Guillaume s’était redressé brutalement comme s’il venait de se réveiller, mais cette gêne aux pieds, ces talons, une glissade, et il se retrouva le nez dans la gorge de la dame, qu’il entraîna aussitôt avec lui dans sa chute (…). 

Le Bildungsroman raconte l’émancipation d’un être humain, sa naissance au monde et aux autres. Comment il s’arrache aux préjugés, aux lâchetés pour élargir ses horizons. Ses heurs et malheurs, de Liège à Paris. La découverte de la Femme (clin d’œil aux romans libertins du temps ?), de Diderot et de l’Encyclopédie, des salons et des tripots. Etc.

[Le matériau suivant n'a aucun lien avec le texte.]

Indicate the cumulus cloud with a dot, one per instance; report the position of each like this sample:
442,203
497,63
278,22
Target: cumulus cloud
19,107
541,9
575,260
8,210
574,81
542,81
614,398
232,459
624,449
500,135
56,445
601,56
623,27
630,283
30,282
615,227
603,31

Perversus, me direz-vous ? Relégué au second plan mais sans cesse évoqué, il s’apparente à un mythe ou à une anticipation, un révélateur. Sa possession précipite Guillaume sur les routes matérielles et spirituelles, vers l’écriture (de son propre roman) et la lecture décloisonnée, concrète des connaissances du temps. Le Graal, somme toute, c’est l’Encyclopédie. Qui entretient avec Perversus un trouble rapport. Jeu de miroirs ? La grotte de Platon, les idées et le réel ?

Dans la dernière partie, Claude Froidmont intensifie la matière de son roman (orchestration des mots et des idées, des sentiments et des rebondissements), la complexifie. Jusqu’à interroger, douloureusement parfois, quant au sens de la vie, du couple :

Abandonnée, sa belle insouciance ; envolé, son plaisir d’écrire nu pour soi dans la nuit. Son amour à elle l’avait confronté à des échecs répétés, il en conçut de l’amertume et, même, il cessa d’écrire, du jour au lendemain. 

On lit soudain plus lentement, charmé par la beauté des phrases, tendu par le désir d’en saisir la finalité, ému par le devenir des uns et des autres, leurs ultimes interactions.

Claude Froidmont, plutôt qu’un roman historique, nous a offert un long conte d’initiation et de réflexion, un objet étrange, intemporel. Qui détonne et étonne. Positivement.